Republican Sen. Gerald Allen’s Senate Bill 127 would increase penalties for violating the 2017 Alabama Memorial Preservation Act to $10,000 a day from a one-time total of $25,000. Woodfin said the proposal to increase the penalties feels targeted at Birmingham.
Senators on Tuesday delayed a committee vote on the legislation which comes in the wake of the Alabama Supreme Court upholding the act and ruling that the City of Birmingham violated the law by obstructing the base of a monument to a Confederate soldier in Linn Park with a large plywood screen.
Woodfin said Linn Park is a city park and that a local municipality should do what is best for its citizens when it comes to something offensive, such as a statue or monument.
“This law goes against that,” Woodfin said. “In addition to that, I think we have to talk about something that is very important, I think this state has a pretty bad racial history . . .”.
Allen said the amended bill allows a new opportunity for communities to seek a waiver from a state committee in order to move monuments more than 40 years old. Previously, there was a flat prohibition.
“I have no desire to fight Sen. [Gerald] Allen, I have no desire to make this about Republicans and Democrats but on its face, it is black and white,” Woodfin said. “Are we honoring something that is all the way in from a historical standpoint relegating black people to property and slaves? Everybody needs to think about that for a second.”
In other City Council business Tuesday, councilors passed an ordinance that will regulate shared mobility like bikes and scooters. The council voted 8-0 on the matter. Council President Pro-Tempore Wardine Alexander was not present.
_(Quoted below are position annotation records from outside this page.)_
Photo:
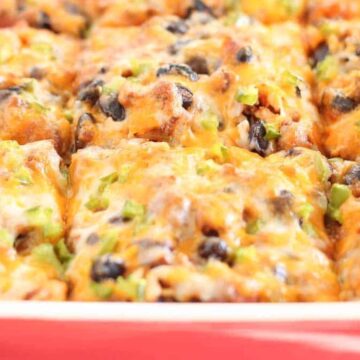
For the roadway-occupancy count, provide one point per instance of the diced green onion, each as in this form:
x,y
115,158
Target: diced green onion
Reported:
x,y
45,253
6,239
338,195
133,209
41,217
97,203
327,69
253,227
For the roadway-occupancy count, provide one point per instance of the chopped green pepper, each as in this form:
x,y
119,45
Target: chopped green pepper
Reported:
x,y
45,253
338,195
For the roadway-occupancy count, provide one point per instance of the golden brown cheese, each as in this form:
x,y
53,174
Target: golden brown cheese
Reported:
x,y
25,278
40,54
162,224
346,230
56,15
246,86
320,10
32,191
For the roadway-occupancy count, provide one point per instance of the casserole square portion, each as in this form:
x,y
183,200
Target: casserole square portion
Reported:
x,y
245,86
343,222
32,202
36,76
148,222
334,52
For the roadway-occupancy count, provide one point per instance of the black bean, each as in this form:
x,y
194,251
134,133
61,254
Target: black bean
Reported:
x,y
283,202
200,6
177,69
84,119
357,50
343,104
106,267
177,46
92,239
90,91
199,65
110,106
44,21
177,27
320,53
166,298
292,152
213,247
257,133
186,95
244,55
353,175
209,231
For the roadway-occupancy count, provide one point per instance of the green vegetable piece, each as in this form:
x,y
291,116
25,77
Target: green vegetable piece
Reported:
x,y
338,195
63,252
246,254
271,132
107,180
322,167
45,253
97,203
291,6
124,173
133,209
305,211
113,86
41,217
327,69
102,291
253,227
69,116
6,240
248,95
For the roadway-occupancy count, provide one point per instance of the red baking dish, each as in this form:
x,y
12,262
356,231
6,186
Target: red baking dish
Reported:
x,y
179,331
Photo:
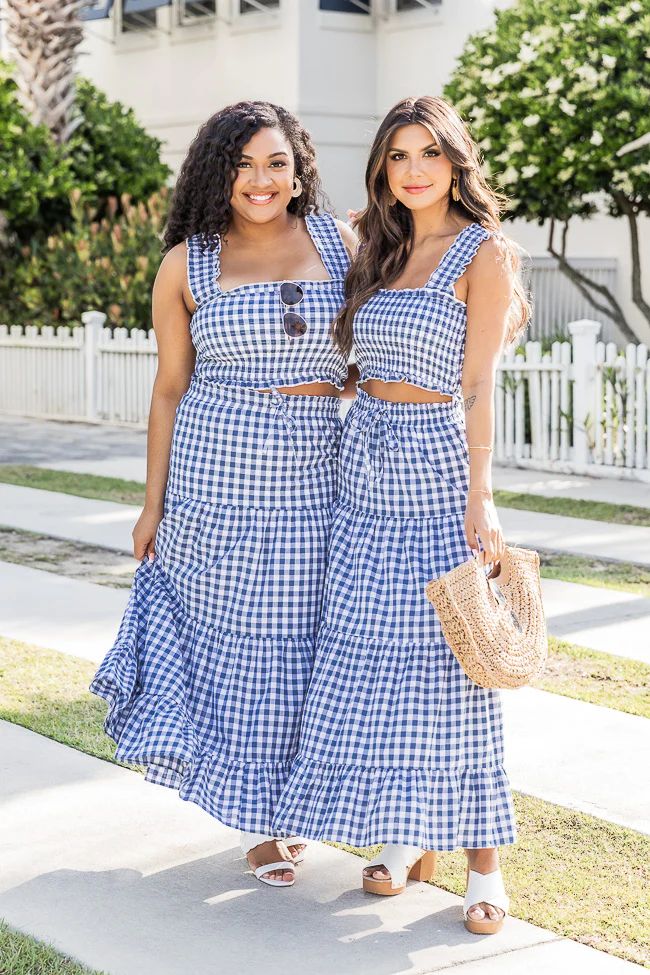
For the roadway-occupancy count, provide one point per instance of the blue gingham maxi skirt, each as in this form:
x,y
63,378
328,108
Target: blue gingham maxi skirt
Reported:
x,y
206,680
397,744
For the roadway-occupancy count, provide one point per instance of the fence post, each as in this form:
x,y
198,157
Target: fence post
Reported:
x,y
93,322
584,334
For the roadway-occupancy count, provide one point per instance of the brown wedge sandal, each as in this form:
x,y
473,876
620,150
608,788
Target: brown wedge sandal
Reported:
x,y
485,888
402,862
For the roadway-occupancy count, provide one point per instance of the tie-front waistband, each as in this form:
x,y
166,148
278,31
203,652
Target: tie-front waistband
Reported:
x,y
294,403
449,411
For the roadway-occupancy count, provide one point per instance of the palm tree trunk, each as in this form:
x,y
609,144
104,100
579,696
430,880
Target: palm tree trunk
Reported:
x,y
44,36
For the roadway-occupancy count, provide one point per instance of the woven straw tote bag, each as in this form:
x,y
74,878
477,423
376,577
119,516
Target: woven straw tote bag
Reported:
x,y
494,623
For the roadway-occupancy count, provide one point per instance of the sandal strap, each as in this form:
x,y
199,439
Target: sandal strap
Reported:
x,y
277,865
397,858
249,840
487,888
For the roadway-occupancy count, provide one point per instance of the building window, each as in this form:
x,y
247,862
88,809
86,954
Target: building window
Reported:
x,y
191,10
140,14
402,5
250,6
346,6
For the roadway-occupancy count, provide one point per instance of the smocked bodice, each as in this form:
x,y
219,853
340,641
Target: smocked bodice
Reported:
x,y
417,335
238,334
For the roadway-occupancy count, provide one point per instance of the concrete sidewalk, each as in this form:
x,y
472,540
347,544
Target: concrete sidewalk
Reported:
x,y
61,614
576,536
110,525
82,619
578,487
127,878
121,452
601,619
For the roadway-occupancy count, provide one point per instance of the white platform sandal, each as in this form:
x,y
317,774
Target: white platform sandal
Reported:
x,y
248,841
487,888
402,862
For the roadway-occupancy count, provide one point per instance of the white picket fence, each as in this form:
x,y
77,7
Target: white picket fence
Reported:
x,y
88,373
583,406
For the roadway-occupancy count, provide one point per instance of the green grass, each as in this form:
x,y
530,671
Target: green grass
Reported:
x,y
68,482
47,692
617,514
622,576
22,955
599,678
569,872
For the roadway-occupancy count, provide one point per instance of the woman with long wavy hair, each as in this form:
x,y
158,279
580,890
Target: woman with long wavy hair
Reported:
x,y
398,746
206,680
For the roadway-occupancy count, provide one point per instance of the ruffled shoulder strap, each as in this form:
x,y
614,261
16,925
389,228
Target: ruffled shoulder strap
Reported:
x,y
203,268
329,243
458,256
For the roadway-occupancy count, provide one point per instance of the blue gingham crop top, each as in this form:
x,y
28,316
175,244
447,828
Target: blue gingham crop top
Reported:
x,y
238,334
417,335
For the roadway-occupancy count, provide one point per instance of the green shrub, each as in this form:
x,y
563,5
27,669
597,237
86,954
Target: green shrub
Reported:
x,y
106,264
107,156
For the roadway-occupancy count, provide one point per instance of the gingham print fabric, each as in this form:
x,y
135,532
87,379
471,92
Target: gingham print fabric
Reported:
x,y
238,333
206,680
397,744
418,334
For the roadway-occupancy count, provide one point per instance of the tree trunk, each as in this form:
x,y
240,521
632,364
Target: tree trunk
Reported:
x,y
44,36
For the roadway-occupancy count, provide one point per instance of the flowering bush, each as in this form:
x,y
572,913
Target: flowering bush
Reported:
x,y
551,92
108,265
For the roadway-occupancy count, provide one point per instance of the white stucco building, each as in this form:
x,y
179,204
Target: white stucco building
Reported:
x,y
339,65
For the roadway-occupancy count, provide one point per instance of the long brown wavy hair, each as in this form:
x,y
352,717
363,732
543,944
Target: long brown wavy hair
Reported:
x,y
386,233
201,199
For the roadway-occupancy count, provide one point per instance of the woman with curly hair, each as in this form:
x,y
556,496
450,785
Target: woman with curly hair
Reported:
x,y
206,680
398,745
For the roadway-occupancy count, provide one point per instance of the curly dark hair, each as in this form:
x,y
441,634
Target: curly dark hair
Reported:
x,y
201,200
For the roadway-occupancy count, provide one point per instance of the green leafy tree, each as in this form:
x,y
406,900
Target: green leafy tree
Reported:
x,y
108,264
110,153
107,155
553,91
34,178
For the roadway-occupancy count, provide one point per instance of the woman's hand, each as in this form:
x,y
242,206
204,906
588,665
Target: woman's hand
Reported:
x,y
481,519
144,533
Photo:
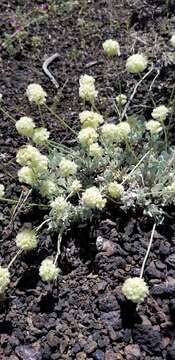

The ordinance sets the stage for companies that provide rental scooters and bikes or other personal transportation vehicles to operate in the city. For the past five years, the Zyp Bike Share service has been available in areas of the city. But it closed operations in December.
““This has been an over two year journey for me as chairman and one of the first meetings I had was inviting in . . . mobility providers to tell us how they operate,” said Darrell O’Quinn, chairman of the transportation committee “… there has been a lot of due diligence that has been done leading up to this point and we have been watching this industry unfold and evolve all across the country.”
Once the ordinance is signed by Woodfin, the City’s Department of Transportation can start reviewing applications from vendors. Officials said they believe citizens can expect to see this new transportation option on the streets within two to three months. One aspect of the ordinance that is worth noting: for every two scooters that a vendor deploys, they must also make an electric bicycle available for use. These are more effective for longer commutes, O’Quinn explained.
Woodfin said public transportation was never meant and designed for fixed bus routes and buses only, “transportation in a city is more than cars, we’re talking about walking, biking, public transportation… well, micro mobility is an additional tool in that tool box that allows our residents and those who visit to get from point A to B,” he said.
Associated Press contributed to this report.